Curr Med Res Opin. 2007 Aug;23(8):1919-29. doi: 10.1185/030079907X210804.
This study was designed to assess treatment satisfaction in patients using pramlintide who had not previously achieved glycemic targets with insulin therapy alone. Assessment included the association between treatment satisfaction and clinical outcomes (changes in post-prandial glucose [PPG], glycosylated hemoglobin [HbA(1c)], weight, and insulin requirements).
In this open-label study 240 participants with type 1 diabetes and 160 participants with type 2 diabetes added pramlintide to their established insulin regimen. Mealtime insulin doses were subsequently adjusted to optimize glycemic control.
Seven-point glucose profiles, weight, and insulin requirements were obtained at baseline and months 1, 3, and 6; HbA(1c) levels were obtained at baseline and months 3 and 6. Participants completed a treatment satisfaction questionnaire (TSQ) at months 1, 3, and 6.
Participants rated the study treatment regimen including pramlintide significantly (p < 0.001) superior to their pre-study regimens in terms of 'glucose control', 'eating-weight control', and 'general benefits' at all three TSQ administrations. Regression analysis of treatment satisfaction at 6 months revealed several independent predictors (p < 0.05). Participants who were able to reach the maximum dosage of pramlintide per protocol, and those who experienced more reduction in PPG and insulin requirements during the study, reported higher satisfaction with glucose control and general benefits; those who lost more weight reported higher treatment satisfaction on all three TSQ measurements.

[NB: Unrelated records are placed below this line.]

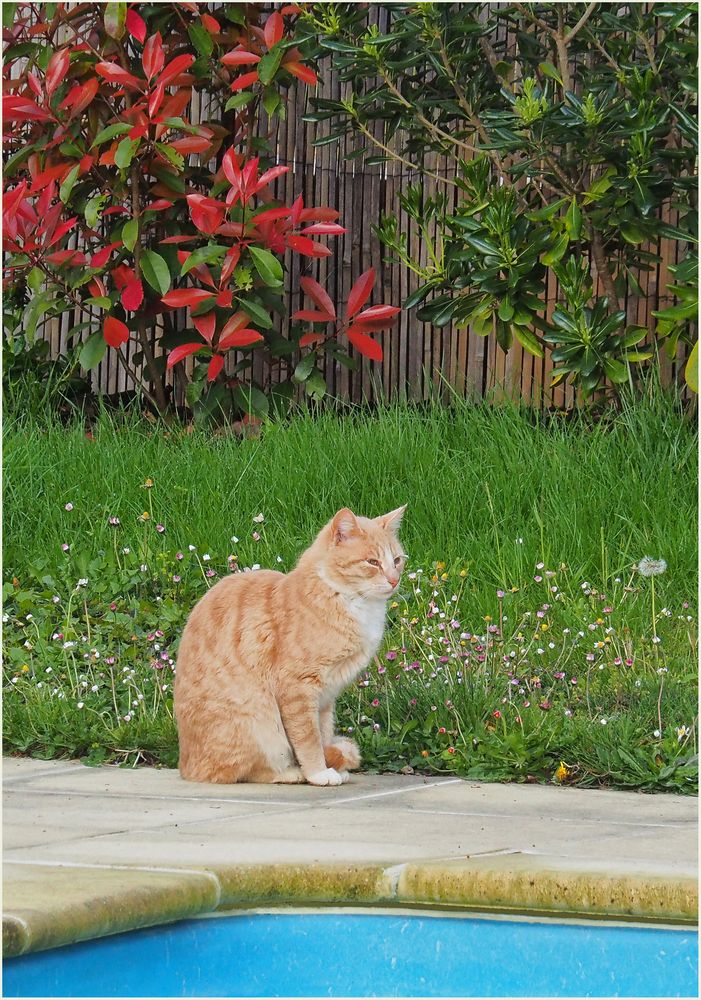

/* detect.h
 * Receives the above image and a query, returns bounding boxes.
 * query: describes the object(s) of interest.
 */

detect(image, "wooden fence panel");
[30,4,685,409]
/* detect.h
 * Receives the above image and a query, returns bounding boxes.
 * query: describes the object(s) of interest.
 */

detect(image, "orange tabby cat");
[175,507,406,785]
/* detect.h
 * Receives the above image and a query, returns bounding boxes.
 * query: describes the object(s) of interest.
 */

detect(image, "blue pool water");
[3,911,698,998]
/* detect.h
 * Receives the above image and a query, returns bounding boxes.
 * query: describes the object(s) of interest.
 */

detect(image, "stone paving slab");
[3,759,698,954]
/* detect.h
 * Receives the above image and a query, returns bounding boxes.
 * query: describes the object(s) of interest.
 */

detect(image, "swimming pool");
[3,910,698,998]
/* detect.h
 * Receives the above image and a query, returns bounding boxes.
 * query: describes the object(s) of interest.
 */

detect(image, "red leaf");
[122,278,144,312]
[102,316,129,347]
[292,309,335,323]
[346,326,382,361]
[287,236,332,257]
[141,31,166,81]
[282,60,319,87]
[46,49,71,97]
[356,299,402,323]
[200,14,221,35]
[251,205,290,226]
[161,288,212,306]
[59,76,100,118]
[231,71,258,91]
[299,278,336,319]
[158,55,195,87]
[219,329,263,351]
[219,48,260,66]
[2,94,53,122]
[126,7,146,45]
[192,312,217,344]
[110,264,136,291]
[347,267,375,319]
[166,344,205,368]
[299,333,324,347]
[302,222,348,236]
[187,194,226,234]
[148,83,166,118]
[95,62,142,90]
[263,11,285,49]
[90,240,122,267]
[207,354,224,382]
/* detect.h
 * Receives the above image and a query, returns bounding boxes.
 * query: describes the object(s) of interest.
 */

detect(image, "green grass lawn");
[3,393,697,791]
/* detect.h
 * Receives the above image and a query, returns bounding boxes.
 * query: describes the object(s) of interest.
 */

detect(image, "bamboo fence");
[39,4,686,409]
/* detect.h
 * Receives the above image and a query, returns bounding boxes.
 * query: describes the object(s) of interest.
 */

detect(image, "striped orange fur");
[175,507,405,785]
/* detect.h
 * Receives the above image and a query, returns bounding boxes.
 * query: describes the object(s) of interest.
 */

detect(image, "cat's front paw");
[307,767,348,785]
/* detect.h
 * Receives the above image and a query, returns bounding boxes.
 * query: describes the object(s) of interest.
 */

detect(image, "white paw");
[307,767,348,785]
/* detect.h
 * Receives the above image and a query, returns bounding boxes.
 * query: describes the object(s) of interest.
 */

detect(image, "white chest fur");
[343,597,387,659]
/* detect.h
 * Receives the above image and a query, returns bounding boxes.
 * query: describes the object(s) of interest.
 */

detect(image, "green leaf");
[187,23,214,57]
[141,250,170,297]
[248,246,283,288]
[565,198,582,240]
[180,243,226,277]
[224,90,256,111]
[78,330,107,371]
[58,163,80,205]
[257,45,283,86]
[2,3,17,31]
[114,139,141,170]
[511,323,544,358]
[684,340,699,396]
[293,351,316,382]
[105,3,127,39]
[238,297,273,330]
[498,298,514,323]
[263,87,282,118]
[83,194,109,229]
[538,62,563,87]
[155,142,185,170]
[90,122,134,149]
[234,385,270,417]
[541,233,570,267]
[122,219,139,253]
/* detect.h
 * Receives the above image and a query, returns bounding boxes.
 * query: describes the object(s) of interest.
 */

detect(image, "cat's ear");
[331,507,360,545]
[375,504,407,535]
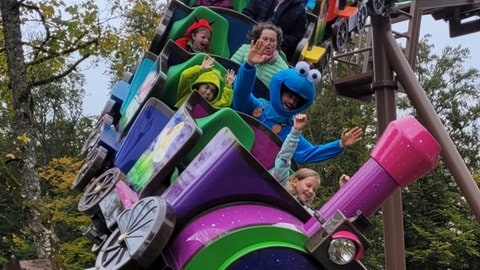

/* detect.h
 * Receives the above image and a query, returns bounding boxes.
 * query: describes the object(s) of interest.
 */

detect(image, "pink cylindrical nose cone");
[371,116,440,187]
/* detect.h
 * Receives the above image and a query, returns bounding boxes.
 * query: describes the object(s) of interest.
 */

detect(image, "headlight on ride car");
[328,231,363,265]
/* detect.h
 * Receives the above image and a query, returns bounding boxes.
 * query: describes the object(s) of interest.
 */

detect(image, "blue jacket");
[233,63,344,163]
[242,0,307,59]
[303,0,317,10]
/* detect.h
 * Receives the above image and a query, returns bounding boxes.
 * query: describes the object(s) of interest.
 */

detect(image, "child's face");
[292,176,320,203]
[259,29,277,55]
[197,83,217,102]
[282,91,300,110]
[192,28,212,52]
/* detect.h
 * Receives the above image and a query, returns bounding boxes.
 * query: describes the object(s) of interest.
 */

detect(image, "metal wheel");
[317,42,332,76]
[355,2,368,34]
[78,167,125,215]
[332,18,348,52]
[80,114,113,155]
[95,197,175,269]
[70,146,108,192]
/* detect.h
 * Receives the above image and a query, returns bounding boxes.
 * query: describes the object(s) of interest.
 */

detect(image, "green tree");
[110,0,166,82]
[400,37,480,269]
[0,0,116,266]
[39,157,95,269]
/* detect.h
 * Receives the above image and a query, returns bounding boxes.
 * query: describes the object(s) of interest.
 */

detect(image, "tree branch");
[30,54,90,87]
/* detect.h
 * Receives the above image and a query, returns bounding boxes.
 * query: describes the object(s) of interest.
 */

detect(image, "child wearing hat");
[175,56,235,108]
[175,19,212,53]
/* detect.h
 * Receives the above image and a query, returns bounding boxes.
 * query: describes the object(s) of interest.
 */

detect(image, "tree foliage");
[0,0,117,266]
[400,36,480,269]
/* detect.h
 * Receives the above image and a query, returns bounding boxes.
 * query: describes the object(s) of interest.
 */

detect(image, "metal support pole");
[371,16,406,270]
[382,31,480,223]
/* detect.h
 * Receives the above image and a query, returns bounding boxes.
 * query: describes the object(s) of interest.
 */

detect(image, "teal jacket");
[231,44,288,87]
[270,127,300,187]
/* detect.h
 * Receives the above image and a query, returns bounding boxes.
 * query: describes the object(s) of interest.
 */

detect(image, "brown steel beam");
[382,24,480,221]
[371,16,406,270]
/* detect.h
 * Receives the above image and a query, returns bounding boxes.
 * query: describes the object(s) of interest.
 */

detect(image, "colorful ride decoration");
[76,1,440,269]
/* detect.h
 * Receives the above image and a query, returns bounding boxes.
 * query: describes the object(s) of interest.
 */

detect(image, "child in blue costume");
[233,39,363,163]
[270,114,350,214]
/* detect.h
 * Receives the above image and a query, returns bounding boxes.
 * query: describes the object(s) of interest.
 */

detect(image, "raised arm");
[270,114,307,185]
[233,40,266,114]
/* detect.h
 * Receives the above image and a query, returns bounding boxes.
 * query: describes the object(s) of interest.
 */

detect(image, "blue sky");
[83,15,480,115]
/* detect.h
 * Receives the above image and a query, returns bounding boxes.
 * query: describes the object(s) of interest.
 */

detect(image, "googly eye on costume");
[295,61,322,83]
[307,69,322,82]
[295,61,310,76]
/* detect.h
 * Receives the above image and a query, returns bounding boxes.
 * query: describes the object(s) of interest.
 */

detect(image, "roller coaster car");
[97,129,317,269]
[71,98,173,192]
[92,117,440,269]
[149,0,237,58]
[301,0,368,63]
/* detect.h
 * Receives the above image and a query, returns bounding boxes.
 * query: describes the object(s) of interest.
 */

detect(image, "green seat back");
[167,6,230,58]
[158,53,227,108]
[182,0,250,12]
[185,108,255,163]
[231,0,250,13]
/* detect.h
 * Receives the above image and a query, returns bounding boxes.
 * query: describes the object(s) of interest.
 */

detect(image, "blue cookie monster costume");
[233,62,344,163]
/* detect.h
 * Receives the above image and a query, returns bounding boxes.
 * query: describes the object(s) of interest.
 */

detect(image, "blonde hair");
[287,168,322,205]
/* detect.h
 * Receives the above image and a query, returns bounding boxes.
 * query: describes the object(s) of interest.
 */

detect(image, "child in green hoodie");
[175,56,235,108]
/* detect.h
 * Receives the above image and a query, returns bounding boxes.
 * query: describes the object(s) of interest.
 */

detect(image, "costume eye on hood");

Greater satisfaction with the study regimen was reported on all treatment satisfaction factors at all three TSQ administrations, with all advantages representing large treatment effects. Treatment satisfaction was higher for patients who experienced better clinical outcomes (decreases in weight, insulin dose requirements, and PPG levels). Study limitations include the fact this was an open-label study.
本研究旨在评估使用普兰林肽的患者的治疗满意度,这些患者此前仅接受胰岛素治疗时未达到血糖目标。评估内容包括治疗满意度与临床结局(餐后血糖[PPG]、糖化血红蛋白[HbA(1c)]、体重和胰岛素需求量的变化)之间的关联。

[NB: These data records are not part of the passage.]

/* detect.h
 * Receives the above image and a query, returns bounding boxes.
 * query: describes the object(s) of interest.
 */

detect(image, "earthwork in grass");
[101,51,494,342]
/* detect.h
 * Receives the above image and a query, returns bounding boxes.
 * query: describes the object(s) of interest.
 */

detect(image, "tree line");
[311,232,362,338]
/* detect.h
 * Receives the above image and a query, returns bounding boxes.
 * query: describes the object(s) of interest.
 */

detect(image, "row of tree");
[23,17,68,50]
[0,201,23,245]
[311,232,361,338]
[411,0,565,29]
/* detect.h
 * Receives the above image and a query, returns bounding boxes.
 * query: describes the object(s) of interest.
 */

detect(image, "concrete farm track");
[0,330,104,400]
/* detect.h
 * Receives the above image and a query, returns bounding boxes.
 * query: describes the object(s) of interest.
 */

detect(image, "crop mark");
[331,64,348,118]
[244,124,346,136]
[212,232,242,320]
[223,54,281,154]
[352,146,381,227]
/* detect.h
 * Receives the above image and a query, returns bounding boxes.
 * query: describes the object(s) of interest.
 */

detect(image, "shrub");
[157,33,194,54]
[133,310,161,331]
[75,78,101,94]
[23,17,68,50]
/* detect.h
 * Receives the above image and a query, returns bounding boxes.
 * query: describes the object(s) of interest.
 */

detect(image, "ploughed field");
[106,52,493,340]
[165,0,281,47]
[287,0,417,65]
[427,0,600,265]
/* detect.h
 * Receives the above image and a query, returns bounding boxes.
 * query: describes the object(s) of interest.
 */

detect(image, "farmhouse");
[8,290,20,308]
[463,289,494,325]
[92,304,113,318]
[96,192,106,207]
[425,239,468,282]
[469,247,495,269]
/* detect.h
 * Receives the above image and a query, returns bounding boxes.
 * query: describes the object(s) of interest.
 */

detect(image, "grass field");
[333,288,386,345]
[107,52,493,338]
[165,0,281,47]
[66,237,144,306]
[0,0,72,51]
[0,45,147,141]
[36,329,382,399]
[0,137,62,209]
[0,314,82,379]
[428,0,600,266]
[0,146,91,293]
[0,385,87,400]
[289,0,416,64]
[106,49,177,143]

在这项开放标签研究中,240名1型糖尿病患者和160名2型糖尿病患者在其既定的胰岛素治疗方案中添加了普兰林肽。随后调整餐时胰岛素剂量以优化血糖控制。
在基线、第1、3和6个月时获取七点血糖谱、体重和胰岛素需求量;在基线以及第3和6个月时获取HbA(1c)水平。参与者在第1、3和6个月时完成一份治疗满意度问卷(TSQ)。
在所有三次TSQ评估中,参与者对包括普兰林肽在内的研究治疗方案在“血糖控制”、“饮食-体重控制”和“总体益处”方面的评分均显著(p<0.001)高于其研究前的治疗方案。对6个月时治疗满意度的回归分析显示了几个独立预测因素(p<0.05)。能够按照方案达到普兰林肽最大剂量的参与者,以及在研究期间PPG和胰岛素需求量降低更多的参与者,对血糖控制和总体益处的满意度更高;体重减轻更多的参与者在所有三次TSQ测量中对治疗的满意度更高。
在所有三次TSQ评估中,所有治疗满意度因素对研究方案的满意度均更高,所有优势均代表较大的治疗效果。临床结局(体重、胰岛素剂量需求和PPG水平降低)更好的患者治疗满意度更高。研究局限性包括这是一项开放标签研究这一事实。